Generative AI & LLMs — Prepflix Cheat Sheet

LLM Fundamentals

How LLMs Generate Text

Tokenize input → sequence of token IDs
Embed tokens → dense vectors
Pass through N Transformer decoder blocks
Project to vocabulary size → logits
Apply temperature + sample next token
Append to sequence → repeat until EOS

Temperature: p_i = exp(logit_i/T) / Σexp(logit_j/T)
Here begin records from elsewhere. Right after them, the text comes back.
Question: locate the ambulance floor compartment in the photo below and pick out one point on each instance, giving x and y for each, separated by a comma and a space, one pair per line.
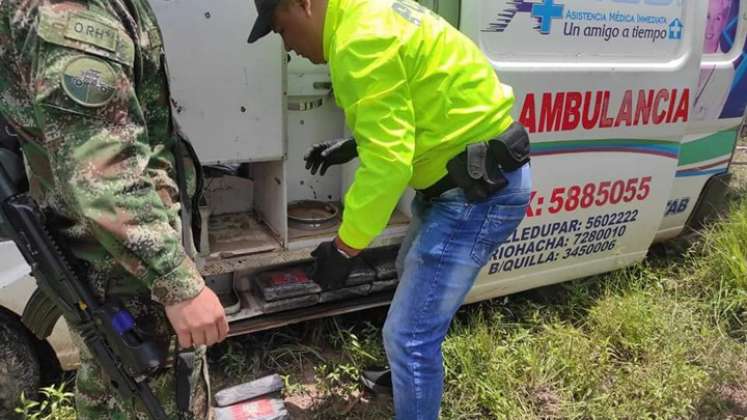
286, 294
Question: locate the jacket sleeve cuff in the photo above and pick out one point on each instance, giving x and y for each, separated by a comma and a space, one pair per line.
352, 237
182, 283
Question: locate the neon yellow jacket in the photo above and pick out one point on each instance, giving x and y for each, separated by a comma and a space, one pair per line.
415, 92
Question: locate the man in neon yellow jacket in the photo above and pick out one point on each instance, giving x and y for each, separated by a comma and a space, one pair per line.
417, 95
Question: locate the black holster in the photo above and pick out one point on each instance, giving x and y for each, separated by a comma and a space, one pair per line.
478, 170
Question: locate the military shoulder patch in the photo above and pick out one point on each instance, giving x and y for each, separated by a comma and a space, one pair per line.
87, 32
92, 32
89, 81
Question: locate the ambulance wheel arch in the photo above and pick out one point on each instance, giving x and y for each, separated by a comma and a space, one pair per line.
26, 363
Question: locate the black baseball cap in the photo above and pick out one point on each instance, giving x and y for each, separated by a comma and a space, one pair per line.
263, 24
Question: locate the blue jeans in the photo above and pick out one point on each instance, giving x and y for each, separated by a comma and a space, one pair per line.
449, 241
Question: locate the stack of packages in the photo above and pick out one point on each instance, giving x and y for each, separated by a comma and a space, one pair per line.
257, 400
292, 288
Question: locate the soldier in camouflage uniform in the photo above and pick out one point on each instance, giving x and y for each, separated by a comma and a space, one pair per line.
83, 82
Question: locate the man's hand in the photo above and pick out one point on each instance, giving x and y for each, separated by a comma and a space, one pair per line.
198, 321
331, 267
328, 153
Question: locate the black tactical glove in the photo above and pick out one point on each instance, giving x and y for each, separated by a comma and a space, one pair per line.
328, 153
331, 268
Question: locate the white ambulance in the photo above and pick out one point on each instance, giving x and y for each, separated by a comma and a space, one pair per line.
634, 109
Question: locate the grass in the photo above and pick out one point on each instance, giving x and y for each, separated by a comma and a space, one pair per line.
664, 339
T→0: greedy (deterministic), T=1: standard, T>1: creative/random

Key Parameters

Context WindowMax tokens: GPT-4: 128k, Gemini 1.5: 1M

Temperature0=deterministic, 0.7=balanced, 1+=creative

Top-p (nucleus)Sample from top 90% probability mass

Top-kSample from top k most likely tokens

Max tokensMax output length

Stop sequencesTokens that end generation early

Scaling Laws: Chinchilla paper: optimal training uses ~20 tokens per parameter. Llama-3 70B trained on 15T tokens — massively overtrained relative to Chinchilla.
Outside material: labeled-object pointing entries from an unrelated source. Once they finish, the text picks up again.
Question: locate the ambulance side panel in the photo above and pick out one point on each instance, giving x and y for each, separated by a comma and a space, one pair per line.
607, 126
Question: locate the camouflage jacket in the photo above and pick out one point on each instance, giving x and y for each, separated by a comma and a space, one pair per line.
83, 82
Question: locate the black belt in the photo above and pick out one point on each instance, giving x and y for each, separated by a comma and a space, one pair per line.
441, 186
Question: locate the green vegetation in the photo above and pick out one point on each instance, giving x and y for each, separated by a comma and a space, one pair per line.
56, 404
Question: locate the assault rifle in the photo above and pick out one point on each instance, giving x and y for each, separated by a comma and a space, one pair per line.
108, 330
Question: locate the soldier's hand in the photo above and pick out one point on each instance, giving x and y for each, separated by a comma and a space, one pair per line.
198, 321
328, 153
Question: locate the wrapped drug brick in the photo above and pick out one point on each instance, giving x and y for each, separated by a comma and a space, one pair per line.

Prompt Engineering Mastery

Core Techniques

Zero-shot"Classify this review as positive/negative."

Few-shotProvide 3-5 examples of input→output pairs

Chain-of-Thought"Let's think step by step…" improves reasoning

Self-ConsistencyGenerate N reasoning paths, majority vote

ReActReason → Action → Observation loop

Tree of ThoughtExplore multiple reasoning branches

Prompt Structure Best Practices

System Prompt

Define persona, constraints, output format, tone. "You are an expert Python engineer. Always provide runnable code with type hints."

Structured Output

Request JSON with schema definition. Use function calling / tool use for reliable structured output. Pydantic + instructor library for automatic parsing.
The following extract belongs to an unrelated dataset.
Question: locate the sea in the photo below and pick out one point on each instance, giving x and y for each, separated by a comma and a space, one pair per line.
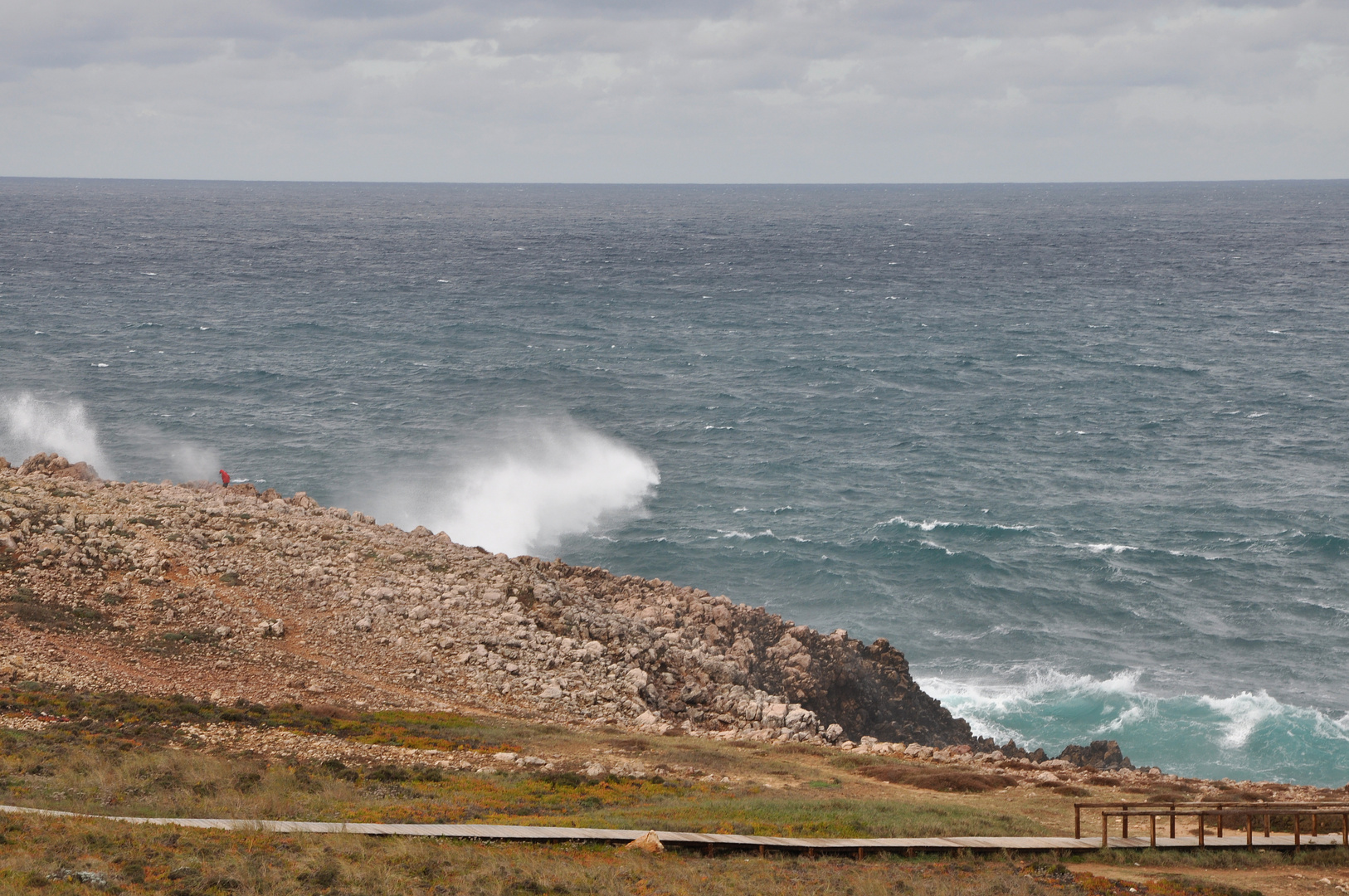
1079, 451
Golden Rule: Specific beats vague. "Write a Python function that takes a list of dicts with 'name' and 'score' keys and returns top 3 by score" beats "sort a list."

Fine-tuning & PEFT

Full Fine-tuning

Update all parameters. Expensive (100s of GPU hours), risk of catastrophic forgetting. Use only when you have large, high-quality domain data.

LoRA

Add trainable low-rank matrices to attention weights. 0.1-1% of parameters. No additional inference latency — merge into base model when done.

r=16, α=32, target: q,v,k,o projections

QLoRA

4-bit quantized base model + LoRA. Enables 70B fine-tuning on 1-2 GPUs. Uses NF4 quantization + double quantization for memory efficiency.

Instruction Fine-tuning Data Format

{ "instruction": "Summarize the following article in 3 bullet points:", "input": "[article text]", "output": "• Key point 1\n• Key point 2\n• Key point 3" } # Alpaca format — needs ~1000-50000 examples depending on task # Quality > Quantity: 1000 excellent examples beats 100k mediocre ones

Building Production LLM Applications

LLM App Stack

LLM ProviderOpenAI, Anthropic, Groq, Together.ai

OrchestrationLangChain, LlamaIndex, LangGraph

Vector DBPinecone, Chroma, Weaviate, Qdrant

EvaluationLangSmith, RAGAS, PromptFoo

ServingFastAPI, vLLM, TGI (for self-hosted)

MonitoringLangFuse, Helicone (latency, cost, errors)

Production Checklist

Implement retry logic with exponential backoff
Cache frequent LLM calls (semantic caching)
Set token budget limits per user/request
Log all LLM calls for debugging and evaluation
Implement fallback models (OpenAI → Claude)
Rate limit users to prevent abuse
Evaluate with LLM-as-judge on test set weekly
A/B test prompts systematically

Cost = Input tokens × in_price + Output tokens × out_price. Output tokens are 3-5× more expensive. Minimize by constraining output length and using smaller models where possible.